Trotter was one of the founding athletes of Project Believe, in which twelve athletes volunteered for frequent random out-of-competition drug testing. As a part of the testing she volunteer to give 31 additional testing samples. She was quoted as saying of the program that, "[T]o prevent myself from going down in the flames ... We have to do something ... Otherwise, it will continue to go down this path, and it won't stop." In 2009, Trotter also became one of the first twelve athletes to join the "Athlete Ambassador" program, which is a U.S. Anti-Doping Agency (USADA) initiative.
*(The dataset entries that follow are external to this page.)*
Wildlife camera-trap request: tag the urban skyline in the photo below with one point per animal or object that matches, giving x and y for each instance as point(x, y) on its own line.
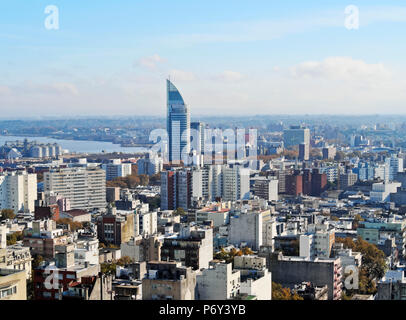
point(217, 152)
point(240, 59)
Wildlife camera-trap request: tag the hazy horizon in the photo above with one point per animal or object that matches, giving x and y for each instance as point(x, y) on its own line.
point(258, 58)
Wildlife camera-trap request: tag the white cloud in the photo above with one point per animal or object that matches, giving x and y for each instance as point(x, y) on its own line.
point(180, 75)
point(229, 76)
point(341, 68)
point(150, 62)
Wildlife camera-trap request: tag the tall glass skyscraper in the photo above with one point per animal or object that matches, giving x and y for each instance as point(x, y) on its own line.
point(177, 125)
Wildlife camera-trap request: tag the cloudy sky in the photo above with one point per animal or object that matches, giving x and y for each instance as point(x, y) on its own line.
point(226, 57)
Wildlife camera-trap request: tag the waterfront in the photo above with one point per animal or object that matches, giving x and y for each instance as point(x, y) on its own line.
point(78, 146)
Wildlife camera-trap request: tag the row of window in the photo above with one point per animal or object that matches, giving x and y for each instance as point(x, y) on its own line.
point(8, 292)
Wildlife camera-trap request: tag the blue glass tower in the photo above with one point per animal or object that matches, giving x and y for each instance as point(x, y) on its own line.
point(177, 125)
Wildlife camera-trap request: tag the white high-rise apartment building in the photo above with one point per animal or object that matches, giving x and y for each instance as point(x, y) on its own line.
point(394, 165)
point(84, 188)
point(116, 169)
point(235, 183)
point(18, 191)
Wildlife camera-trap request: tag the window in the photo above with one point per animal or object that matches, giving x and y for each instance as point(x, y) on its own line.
point(8, 292)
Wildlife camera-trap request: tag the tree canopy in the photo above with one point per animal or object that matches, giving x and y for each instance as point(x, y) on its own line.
point(281, 293)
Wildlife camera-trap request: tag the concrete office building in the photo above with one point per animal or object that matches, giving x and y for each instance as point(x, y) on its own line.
point(18, 191)
point(255, 279)
point(145, 223)
point(317, 242)
point(150, 165)
point(304, 152)
point(290, 271)
point(247, 228)
point(218, 282)
point(116, 169)
point(296, 135)
point(84, 188)
point(13, 285)
point(193, 247)
point(394, 164)
point(266, 189)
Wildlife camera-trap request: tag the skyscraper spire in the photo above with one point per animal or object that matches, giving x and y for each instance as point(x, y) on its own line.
point(178, 124)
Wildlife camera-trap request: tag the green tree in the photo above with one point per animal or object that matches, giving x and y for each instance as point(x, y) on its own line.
point(281, 293)
point(373, 264)
point(179, 212)
point(124, 261)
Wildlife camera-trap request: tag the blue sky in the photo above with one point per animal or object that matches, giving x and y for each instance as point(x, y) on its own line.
point(228, 57)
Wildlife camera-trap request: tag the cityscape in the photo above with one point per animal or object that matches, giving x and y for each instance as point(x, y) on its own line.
point(189, 186)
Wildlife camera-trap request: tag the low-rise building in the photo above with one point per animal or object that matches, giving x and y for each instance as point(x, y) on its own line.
point(168, 281)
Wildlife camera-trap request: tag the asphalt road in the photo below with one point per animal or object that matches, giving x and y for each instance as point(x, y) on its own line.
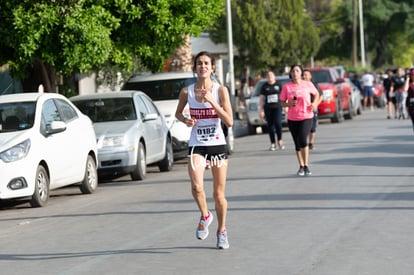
point(354, 215)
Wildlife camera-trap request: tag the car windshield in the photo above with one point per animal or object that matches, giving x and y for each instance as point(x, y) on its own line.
point(160, 89)
point(108, 109)
point(259, 85)
point(16, 116)
point(321, 77)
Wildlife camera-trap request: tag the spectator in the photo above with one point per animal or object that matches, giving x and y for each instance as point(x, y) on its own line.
point(391, 102)
point(271, 109)
point(409, 87)
point(397, 87)
point(367, 80)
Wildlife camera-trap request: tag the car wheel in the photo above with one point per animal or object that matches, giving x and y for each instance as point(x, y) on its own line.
point(167, 162)
point(41, 193)
point(230, 141)
point(90, 181)
point(339, 115)
point(140, 170)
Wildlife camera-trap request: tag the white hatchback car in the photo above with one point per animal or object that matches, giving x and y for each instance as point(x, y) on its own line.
point(130, 132)
point(164, 89)
point(45, 143)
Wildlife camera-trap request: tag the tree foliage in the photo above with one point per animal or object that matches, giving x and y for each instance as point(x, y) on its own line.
point(270, 33)
point(68, 36)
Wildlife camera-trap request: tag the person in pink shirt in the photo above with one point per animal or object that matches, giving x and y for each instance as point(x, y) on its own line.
point(296, 95)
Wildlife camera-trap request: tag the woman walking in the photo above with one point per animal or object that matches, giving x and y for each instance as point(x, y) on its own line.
point(296, 95)
point(209, 106)
point(271, 109)
point(409, 102)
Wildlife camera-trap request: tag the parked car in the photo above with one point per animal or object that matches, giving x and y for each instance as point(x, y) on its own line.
point(45, 143)
point(253, 116)
point(130, 131)
point(337, 101)
point(164, 88)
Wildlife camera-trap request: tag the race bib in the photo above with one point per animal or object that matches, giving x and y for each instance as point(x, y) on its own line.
point(207, 133)
point(273, 98)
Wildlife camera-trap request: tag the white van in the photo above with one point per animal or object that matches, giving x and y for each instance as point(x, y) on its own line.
point(164, 89)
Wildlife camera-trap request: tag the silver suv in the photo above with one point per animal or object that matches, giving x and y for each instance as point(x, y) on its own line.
point(163, 89)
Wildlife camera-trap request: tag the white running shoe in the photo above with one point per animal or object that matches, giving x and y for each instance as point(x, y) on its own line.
point(202, 228)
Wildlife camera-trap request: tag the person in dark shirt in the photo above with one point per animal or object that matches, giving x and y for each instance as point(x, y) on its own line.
point(409, 102)
point(391, 101)
point(271, 109)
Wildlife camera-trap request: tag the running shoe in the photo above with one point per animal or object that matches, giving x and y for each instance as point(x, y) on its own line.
point(222, 241)
point(202, 228)
point(307, 171)
point(301, 172)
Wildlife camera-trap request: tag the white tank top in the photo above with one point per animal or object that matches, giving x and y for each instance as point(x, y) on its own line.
point(207, 131)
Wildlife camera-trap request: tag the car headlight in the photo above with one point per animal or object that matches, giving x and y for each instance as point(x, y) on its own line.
point(327, 94)
point(254, 107)
point(112, 141)
point(17, 152)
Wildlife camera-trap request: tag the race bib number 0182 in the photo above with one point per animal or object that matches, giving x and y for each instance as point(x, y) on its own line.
point(206, 133)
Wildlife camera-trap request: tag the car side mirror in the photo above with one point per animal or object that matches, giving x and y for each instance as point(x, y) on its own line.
point(340, 80)
point(56, 127)
point(152, 116)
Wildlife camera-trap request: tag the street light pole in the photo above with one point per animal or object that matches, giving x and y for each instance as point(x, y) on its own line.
point(361, 32)
point(230, 47)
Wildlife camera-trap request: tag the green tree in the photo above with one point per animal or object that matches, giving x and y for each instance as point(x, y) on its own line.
point(47, 37)
point(270, 33)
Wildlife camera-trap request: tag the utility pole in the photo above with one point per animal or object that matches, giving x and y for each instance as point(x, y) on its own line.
point(361, 32)
point(354, 33)
point(230, 47)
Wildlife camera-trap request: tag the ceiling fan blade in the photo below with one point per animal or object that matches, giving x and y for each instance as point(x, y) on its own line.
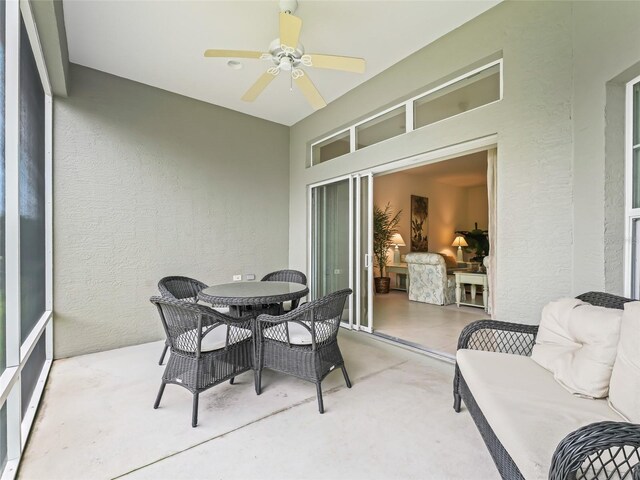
point(257, 88)
point(310, 92)
point(290, 27)
point(335, 62)
point(232, 53)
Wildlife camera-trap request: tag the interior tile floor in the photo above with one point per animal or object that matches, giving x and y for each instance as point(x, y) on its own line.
point(431, 326)
point(96, 421)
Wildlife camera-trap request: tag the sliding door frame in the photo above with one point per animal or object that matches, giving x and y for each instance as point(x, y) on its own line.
point(18, 352)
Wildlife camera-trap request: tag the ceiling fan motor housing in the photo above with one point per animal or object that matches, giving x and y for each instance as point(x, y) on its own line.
point(288, 6)
point(285, 59)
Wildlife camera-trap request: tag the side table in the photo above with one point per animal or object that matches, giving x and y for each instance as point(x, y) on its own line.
point(473, 279)
point(402, 271)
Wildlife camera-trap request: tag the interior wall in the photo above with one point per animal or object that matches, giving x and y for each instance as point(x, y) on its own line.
point(532, 123)
point(148, 184)
point(447, 207)
point(477, 209)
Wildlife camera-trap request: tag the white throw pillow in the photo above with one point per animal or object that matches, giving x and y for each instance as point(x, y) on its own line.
point(624, 389)
point(578, 343)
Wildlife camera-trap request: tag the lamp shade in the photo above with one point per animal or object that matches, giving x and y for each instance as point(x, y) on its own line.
point(398, 240)
point(459, 242)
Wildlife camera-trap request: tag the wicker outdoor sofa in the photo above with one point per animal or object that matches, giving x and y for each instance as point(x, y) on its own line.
point(597, 450)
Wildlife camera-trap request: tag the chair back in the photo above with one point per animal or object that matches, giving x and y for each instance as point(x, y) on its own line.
point(601, 299)
point(320, 317)
point(181, 288)
point(186, 323)
point(285, 276)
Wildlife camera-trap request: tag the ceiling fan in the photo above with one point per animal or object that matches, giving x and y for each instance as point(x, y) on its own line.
point(288, 55)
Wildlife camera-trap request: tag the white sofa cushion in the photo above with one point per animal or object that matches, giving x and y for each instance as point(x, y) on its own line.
point(527, 409)
point(578, 343)
point(624, 390)
point(214, 340)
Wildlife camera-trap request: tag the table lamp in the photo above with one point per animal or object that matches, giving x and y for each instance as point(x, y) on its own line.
point(460, 242)
point(398, 241)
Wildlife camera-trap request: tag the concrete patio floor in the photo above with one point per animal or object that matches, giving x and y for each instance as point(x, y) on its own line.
point(96, 421)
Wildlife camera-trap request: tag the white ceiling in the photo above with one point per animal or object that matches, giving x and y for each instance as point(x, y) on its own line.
point(161, 43)
point(466, 171)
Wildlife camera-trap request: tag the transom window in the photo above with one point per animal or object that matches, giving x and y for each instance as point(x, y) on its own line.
point(632, 210)
point(472, 90)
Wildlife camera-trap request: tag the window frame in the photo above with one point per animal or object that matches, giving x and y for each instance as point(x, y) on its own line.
point(631, 214)
point(17, 352)
point(409, 106)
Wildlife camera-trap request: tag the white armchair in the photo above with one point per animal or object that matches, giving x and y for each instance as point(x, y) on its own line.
point(428, 279)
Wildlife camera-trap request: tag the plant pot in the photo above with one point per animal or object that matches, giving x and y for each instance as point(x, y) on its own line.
point(382, 284)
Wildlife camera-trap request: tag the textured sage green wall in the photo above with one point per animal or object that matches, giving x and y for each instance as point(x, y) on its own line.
point(146, 184)
point(534, 130)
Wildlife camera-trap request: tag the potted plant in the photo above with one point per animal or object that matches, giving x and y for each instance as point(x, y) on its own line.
point(385, 224)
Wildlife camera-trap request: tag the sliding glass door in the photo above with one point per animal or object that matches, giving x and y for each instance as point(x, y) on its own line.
point(330, 239)
point(341, 240)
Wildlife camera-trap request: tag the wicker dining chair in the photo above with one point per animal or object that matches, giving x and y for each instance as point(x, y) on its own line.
point(207, 347)
point(303, 342)
point(179, 288)
point(293, 276)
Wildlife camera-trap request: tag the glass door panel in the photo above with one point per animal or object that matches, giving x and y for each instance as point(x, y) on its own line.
point(330, 235)
point(635, 258)
point(364, 246)
point(342, 244)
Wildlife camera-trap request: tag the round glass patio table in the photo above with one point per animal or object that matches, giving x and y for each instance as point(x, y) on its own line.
point(252, 293)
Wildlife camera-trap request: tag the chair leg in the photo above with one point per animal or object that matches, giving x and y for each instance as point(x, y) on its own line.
point(319, 393)
point(257, 376)
point(164, 352)
point(159, 396)
point(456, 402)
point(194, 414)
point(346, 376)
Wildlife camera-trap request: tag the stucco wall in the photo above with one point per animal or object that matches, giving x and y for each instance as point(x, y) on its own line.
point(534, 130)
point(147, 184)
point(606, 55)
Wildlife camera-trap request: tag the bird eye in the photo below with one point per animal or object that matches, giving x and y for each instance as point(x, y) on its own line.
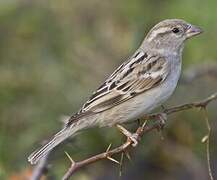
point(175, 30)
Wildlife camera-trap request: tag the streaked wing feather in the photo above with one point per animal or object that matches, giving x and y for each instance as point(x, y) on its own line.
point(137, 75)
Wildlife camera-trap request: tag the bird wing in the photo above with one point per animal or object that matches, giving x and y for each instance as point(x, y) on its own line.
point(140, 73)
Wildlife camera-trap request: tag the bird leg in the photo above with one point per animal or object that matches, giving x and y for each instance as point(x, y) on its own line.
point(133, 137)
point(161, 119)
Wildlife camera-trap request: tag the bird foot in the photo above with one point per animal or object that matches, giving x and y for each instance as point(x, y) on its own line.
point(132, 137)
point(161, 118)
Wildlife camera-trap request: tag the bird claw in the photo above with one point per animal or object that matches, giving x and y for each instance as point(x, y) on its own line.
point(132, 137)
point(161, 117)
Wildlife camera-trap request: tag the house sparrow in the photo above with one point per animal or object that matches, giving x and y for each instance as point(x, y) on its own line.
point(140, 84)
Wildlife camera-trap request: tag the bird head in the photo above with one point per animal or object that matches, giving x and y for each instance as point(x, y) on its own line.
point(170, 34)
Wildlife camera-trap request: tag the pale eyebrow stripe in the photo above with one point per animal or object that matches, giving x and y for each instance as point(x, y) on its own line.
point(154, 33)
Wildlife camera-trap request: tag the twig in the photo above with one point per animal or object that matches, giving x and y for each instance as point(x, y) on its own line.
point(40, 169)
point(207, 140)
point(140, 132)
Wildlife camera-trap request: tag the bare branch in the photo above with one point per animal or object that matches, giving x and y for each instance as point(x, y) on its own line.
point(41, 168)
point(140, 132)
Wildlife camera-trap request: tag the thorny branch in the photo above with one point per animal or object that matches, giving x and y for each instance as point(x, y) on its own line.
point(140, 132)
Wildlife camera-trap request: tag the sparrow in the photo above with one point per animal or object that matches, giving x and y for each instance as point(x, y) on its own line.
point(139, 85)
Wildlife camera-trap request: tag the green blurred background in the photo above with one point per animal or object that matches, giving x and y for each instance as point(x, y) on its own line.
point(53, 54)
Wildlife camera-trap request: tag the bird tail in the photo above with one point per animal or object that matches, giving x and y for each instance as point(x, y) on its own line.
point(57, 139)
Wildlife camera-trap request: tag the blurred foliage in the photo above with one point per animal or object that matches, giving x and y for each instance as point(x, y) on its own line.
point(53, 54)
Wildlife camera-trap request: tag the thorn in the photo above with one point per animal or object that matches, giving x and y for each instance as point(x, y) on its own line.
point(204, 139)
point(128, 156)
point(108, 148)
point(161, 135)
point(121, 164)
point(113, 160)
point(69, 157)
point(144, 124)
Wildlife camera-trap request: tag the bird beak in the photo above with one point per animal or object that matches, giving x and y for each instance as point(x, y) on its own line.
point(193, 31)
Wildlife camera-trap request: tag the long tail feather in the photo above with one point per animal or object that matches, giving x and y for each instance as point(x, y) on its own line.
point(57, 139)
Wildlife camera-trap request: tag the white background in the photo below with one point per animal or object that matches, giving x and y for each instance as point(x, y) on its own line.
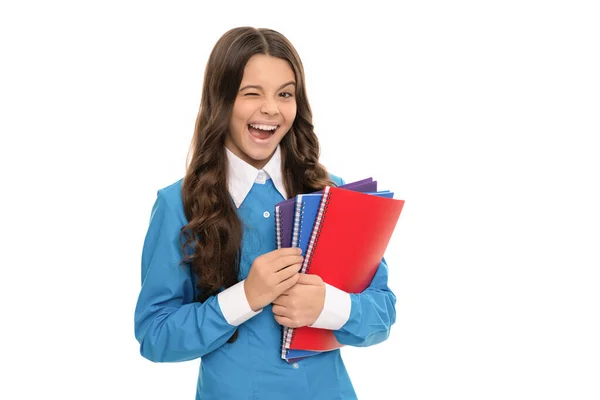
point(480, 114)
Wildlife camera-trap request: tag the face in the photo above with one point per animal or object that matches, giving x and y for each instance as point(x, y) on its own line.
point(263, 111)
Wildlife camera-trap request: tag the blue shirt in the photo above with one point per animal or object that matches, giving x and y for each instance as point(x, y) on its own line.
point(171, 327)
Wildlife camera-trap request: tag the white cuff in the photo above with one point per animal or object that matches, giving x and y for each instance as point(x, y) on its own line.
point(234, 305)
point(336, 309)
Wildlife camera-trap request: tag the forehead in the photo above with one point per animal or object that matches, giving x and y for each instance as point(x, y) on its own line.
point(266, 70)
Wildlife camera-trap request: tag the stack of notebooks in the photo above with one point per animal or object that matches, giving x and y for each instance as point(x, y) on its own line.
point(343, 233)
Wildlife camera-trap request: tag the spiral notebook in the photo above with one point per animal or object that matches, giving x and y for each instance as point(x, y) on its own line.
point(306, 211)
point(361, 224)
point(287, 225)
point(284, 211)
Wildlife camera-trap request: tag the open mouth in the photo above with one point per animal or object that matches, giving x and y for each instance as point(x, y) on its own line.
point(261, 131)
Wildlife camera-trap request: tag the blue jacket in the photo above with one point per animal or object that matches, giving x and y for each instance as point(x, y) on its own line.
point(170, 327)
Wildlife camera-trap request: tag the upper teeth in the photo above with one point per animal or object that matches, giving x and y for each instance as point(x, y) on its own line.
point(264, 127)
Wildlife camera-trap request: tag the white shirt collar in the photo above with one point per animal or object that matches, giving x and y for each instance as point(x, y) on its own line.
point(241, 175)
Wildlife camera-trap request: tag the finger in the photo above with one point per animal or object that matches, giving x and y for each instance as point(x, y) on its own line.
point(286, 273)
point(287, 283)
point(281, 301)
point(286, 251)
point(309, 279)
point(282, 252)
point(285, 321)
point(280, 311)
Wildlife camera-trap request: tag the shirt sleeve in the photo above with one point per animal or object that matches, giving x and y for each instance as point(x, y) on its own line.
point(372, 314)
point(336, 309)
point(169, 325)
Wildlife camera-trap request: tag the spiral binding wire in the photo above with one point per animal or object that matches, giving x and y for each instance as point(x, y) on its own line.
point(278, 226)
point(289, 334)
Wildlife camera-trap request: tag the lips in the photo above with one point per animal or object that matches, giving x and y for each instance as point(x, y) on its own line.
point(262, 132)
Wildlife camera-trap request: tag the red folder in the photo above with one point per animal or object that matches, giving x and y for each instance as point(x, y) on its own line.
point(348, 242)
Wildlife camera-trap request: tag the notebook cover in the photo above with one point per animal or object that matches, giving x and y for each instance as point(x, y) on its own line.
point(286, 209)
point(306, 211)
point(347, 245)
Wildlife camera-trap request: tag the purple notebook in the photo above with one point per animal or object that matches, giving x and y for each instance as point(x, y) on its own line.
point(284, 211)
point(284, 225)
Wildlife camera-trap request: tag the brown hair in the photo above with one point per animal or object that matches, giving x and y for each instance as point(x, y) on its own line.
point(211, 241)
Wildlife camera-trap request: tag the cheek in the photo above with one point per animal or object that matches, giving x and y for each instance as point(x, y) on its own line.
point(289, 112)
As an ambassador, Trotter travelled to speak with students about the importance of staying clean in sports. She also wrote articles for the USADA website. After this initial advocacy, Athens 4 × 400 m relay team member Crystal Cox, pleaded guilty to a doping violation in 2010, and was stripped of her gold medal. In 2013 however, the other three members (including Trotter) were allowed to keep their own gold medals and the team remains the gold medal team in the historical Olympics standings.